To help assess whether Piwik performance is improved following a change, and to generally help developers be more aware of the performance of Piwik in a high load environment, we could automate performance testing completely.
This is my proposal for continuous performance testing in Piwik. Please comment if you have any feedback or idea.
Performance test script
- we will prepare a very large real life 'piwik log format' log of Piwik visits, pages, downloads and outlinks and several websites. This log format is implemented in Adding a function to piwik.js to hook an external js file that can be fired when piwik.js is not #134. For a start, we have a 7GB piwik_log_* dump that we could anonymize and reuse.
- write a 'log replay' script with inputs 'speed', 'duration', concurrency that could replay the logs
- at given speed (eg. 10 times faster than they really happened),
- and/or for given amount of time (eg. replay logs 10 times faster for 1 hour),
- with given concurrent http connections
- to a target piwik instance
- Build a 'performance test' script that would
- call this log replay script
- then would call archive.sh on the target piwik
Manually run this script
A manual run of the script, with very high speed, concurrent connections, is equivalent to a stress test. It will highlight what is the limit of traffic piwik can handle.

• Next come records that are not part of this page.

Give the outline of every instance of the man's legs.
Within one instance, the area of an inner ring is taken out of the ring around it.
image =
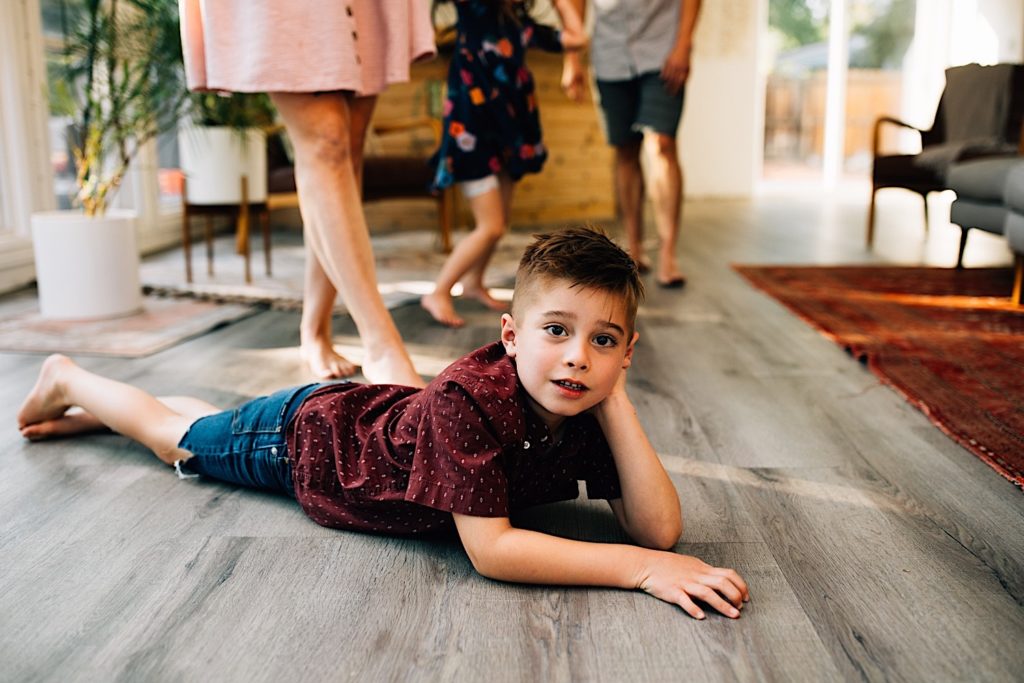
[[[623,226],[630,256],[641,271],[647,269],[643,253],[643,169],[640,166],[640,142],[615,146],[615,197],[623,214]]]
[[[654,224],[662,243],[656,282],[664,287],[679,287],[685,282],[676,256],[682,218],[683,171],[676,138],[647,131],[643,145],[649,163],[647,186],[654,208]]]
[[[148,447],[168,465],[187,458],[178,442],[191,424],[201,417],[217,413],[218,409],[198,398],[178,396],[165,399],[181,412],[141,389],[94,375],[63,355],[51,355],[43,362],[39,379],[17,413],[17,426],[29,438],[47,434],[47,423],[59,423],[74,405],[81,425],[88,430],[103,425]],[[72,433],[54,432],[59,435]]]

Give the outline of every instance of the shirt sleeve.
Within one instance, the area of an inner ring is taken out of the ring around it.
[[[583,447],[581,455],[584,462],[583,479],[587,482],[587,498],[605,500],[622,498],[623,489],[618,483],[615,459],[596,420],[588,425]]]
[[[420,418],[406,500],[477,517],[507,517],[502,445],[480,405],[447,382]]]

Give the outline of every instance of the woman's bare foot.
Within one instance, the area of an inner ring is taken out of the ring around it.
[[[36,386],[26,397],[17,411],[17,428],[25,429],[30,425],[56,420],[71,405],[63,397],[63,374],[75,368],[75,361],[66,355],[54,353],[43,361],[39,369]]]
[[[303,340],[299,352],[313,377],[318,380],[351,377],[358,370],[358,366],[334,350],[331,339],[314,337]]]
[[[426,382],[416,372],[413,361],[402,346],[397,348],[370,348],[362,358],[362,374],[374,384],[400,384],[422,387]]]
[[[630,253],[630,256],[633,257],[633,261],[637,264],[637,270],[640,271],[641,275],[650,272],[650,259],[643,254],[634,254],[632,252]]]
[[[490,310],[498,311],[499,313],[505,313],[509,310],[508,302],[490,296],[490,292],[485,287],[466,287],[463,285],[462,295],[476,299]]]
[[[22,427],[22,436],[30,441],[42,441],[48,438],[60,438],[76,434],[110,431],[92,413],[80,408],[72,408],[59,418],[44,420]]]
[[[423,306],[431,317],[450,328],[461,328],[466,321],[459,317],[455,312],[455,304],[452,302],[452,295],[444,295],[435,290],[433,294],[425,294],[420,299]]]

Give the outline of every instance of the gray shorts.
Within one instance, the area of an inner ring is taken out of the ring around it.
[[[597,82],[604,133],[608,144],[621,146],[640,142],[645,130],[676,136],[683,115],[683,95],[673,95],[665,89],[658,72],[641,74],[628,81]]]

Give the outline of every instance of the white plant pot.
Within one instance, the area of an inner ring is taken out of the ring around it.
[[[32,244],[43,317],[96,319],[142,309],[134,212],[34,213]]]
[[[266,201],[266,135],[226,126],[188,126],[178,131],[181,170],[189,204],[240,204],[242,176],[249,201]]]

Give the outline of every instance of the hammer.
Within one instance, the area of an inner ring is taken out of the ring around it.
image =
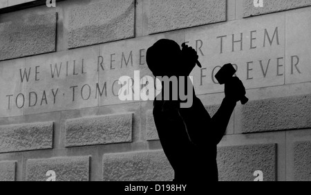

Continuously run this script
The goal is to run this script as part of our continuous integration process.
- Run this as a nightly Hudson build (and on per click demand)
- Ensure we can get metrics and monitoring:
- Install Monitoring on the piwik instance hit by this script, so we can review all important metrics: Cpu, ram, etc.
- For awesomeness, we could install XHProf and keep runs between builds. Then we could compare runs of each build with each other, literally comparing each commit impact on overall performance. This will help finding out the "what" caused an issue, or "what" the bottleneck is. XHProf could profile few random Tracker requests, as well as profile all Archiving requests (see tutorial).
- Establish metrics that define the build to 'pass' or 'fail'. This is important to have the build fail if the build becomes slower than expected, uses too much memory or other issue. We will come up with these metrics once everything else is in place.
- Ensure that all these metrics, graphs are archived and kept on disk, so that we can eg. visually compare graphs (and tables) from last night and few weeks ago.
Other notes
- Maybe there are tools that I'm not aware of that could help some of these tasks. As a start, JMeter looks useful and worth a look.
- The piwik instance should run latest version of PHP (at least 5.3)
- Ultimately, maybe the instance should be on a different box than the Hudson box. But to keep things simple, at first we will run the log replay script and the target Piwik instance on the same server (ie. Hudson server). Once all is in place, or if other builds are impacting the performance testing build, we can move the Piwik instance to a separate server and keep the log replay script on Hudson.
- I focused on Tracker and Archiving since these are the bottlenecks so far. API and UI speed is usually great as we have done a lot of good work in this area.